Parlant de la satisfaction des fans, la tendance actuellement, c’est remplir le Palais des Sports de Ouaga 2000 ; est-ce que vous préparez quelque chose de ce genre pour vos fans ?
Déjà, j’ai un concert le 19 juin à l’institut français. Mais, je ne me compare à personne, je suis arrivée comme je suis arrivée et je continue mon chemin comme cela. Chacun a sa particularité, chacun a son public aussi, chacun a ses atouts, chacun a ses faiblesses. Moi j’admire beaucoup ce qui se passe actuellement, je suis fière parce que, c’est bon de faire rêver, d’être à fond dans son truc et les gars, ils arrivent à le faire et tellement bien aujourd’hui. Je vais citer Amzy, Kayawoto, Tanya et autres, qui sont venus avec leur marque, leur touche, ils apportent beaucoup à la musique burkinabè. C’est une fierté pour nous parce que, peu importe qui fait quoi, c’est le Burkina qui gagne.
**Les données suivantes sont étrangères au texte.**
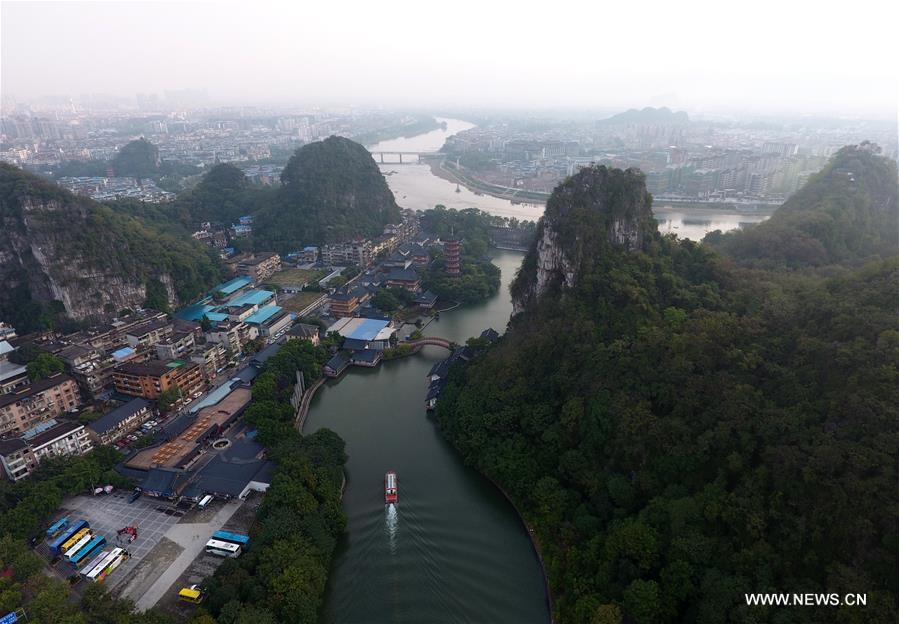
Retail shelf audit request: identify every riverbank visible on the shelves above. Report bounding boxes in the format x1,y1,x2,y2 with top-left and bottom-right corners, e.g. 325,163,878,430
429,159,550,204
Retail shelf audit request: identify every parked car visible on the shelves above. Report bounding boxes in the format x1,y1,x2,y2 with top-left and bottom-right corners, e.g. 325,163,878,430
128,490,142,503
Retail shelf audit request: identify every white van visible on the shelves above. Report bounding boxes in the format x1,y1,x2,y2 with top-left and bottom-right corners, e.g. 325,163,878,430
198,494,213,509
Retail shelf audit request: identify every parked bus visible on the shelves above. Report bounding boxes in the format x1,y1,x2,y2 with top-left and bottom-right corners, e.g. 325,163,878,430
70,535,107,566
78,549,110,578
46,517,68,538
50,520,88,554
204,539,241,558
211,530,249,546
178,585,204,604
84,548,122,582
96,549,129,582
63,531,93,559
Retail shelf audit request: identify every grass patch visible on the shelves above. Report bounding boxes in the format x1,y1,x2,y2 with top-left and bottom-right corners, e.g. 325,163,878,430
281,290,327,313
267,267,326,288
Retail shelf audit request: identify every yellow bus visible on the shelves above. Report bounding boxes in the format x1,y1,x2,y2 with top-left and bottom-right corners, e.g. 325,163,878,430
178,585,204,604
60,527,90,553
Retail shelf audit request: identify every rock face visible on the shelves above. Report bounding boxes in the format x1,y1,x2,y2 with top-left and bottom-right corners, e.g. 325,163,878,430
0,163,218,327
511,165,656,314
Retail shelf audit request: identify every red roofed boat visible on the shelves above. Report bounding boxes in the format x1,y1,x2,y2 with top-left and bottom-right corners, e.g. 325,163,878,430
385,471,398,504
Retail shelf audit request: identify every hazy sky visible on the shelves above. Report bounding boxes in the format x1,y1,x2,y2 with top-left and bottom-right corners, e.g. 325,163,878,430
2,0,897,117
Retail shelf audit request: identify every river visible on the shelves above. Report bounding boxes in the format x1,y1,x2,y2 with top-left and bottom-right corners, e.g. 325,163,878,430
371,117,772,240
304,249,548,623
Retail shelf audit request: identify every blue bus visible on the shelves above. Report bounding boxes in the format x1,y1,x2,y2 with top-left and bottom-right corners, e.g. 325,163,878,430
211,530,249,546
70,535,107,566
46,517,69,538
49,519,88,554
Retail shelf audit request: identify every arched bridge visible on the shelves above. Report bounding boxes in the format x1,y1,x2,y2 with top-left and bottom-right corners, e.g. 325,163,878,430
404,337,454,351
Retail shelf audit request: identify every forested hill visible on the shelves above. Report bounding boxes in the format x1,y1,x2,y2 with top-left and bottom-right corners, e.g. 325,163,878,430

Mais personnellement, je ne me donne pas comme défi de remplir le Palais des Sports de Ouaga 2000. Pour l’instant, ce n’est pas dans mon planning. Ce n’est pas parce que quelqu’un d’autre l’a fait que je vais essayer de le faire. Je suis sans aucune pression, j’essaie de donner le meilleur de moi-même et ceux qui peuvent l’accueillir, le font à bras ouverts et voilà, chemin faisant, on va faire d’autres choses.
De manière globale, comment appréciez-vous le dynamisme actuel de la musique burkinabè dans la sphère musicale africaine ?
Encore une fois, comparaison n’est pas raison. Je n’ai jamais aimé cela parce que ce n’est jamais équitable. Chaque pays nait avec sa culture, avec ses richesses et puis, avant tout, c’est le peuple qui crée les icônes. Ce sont les consommateurs du pays d’abord qui donnent de la valeur à leurs artistes. Les Maliens, les Ivoiriens, les Sénégalais, etc. ont leur histoire et nous aussi.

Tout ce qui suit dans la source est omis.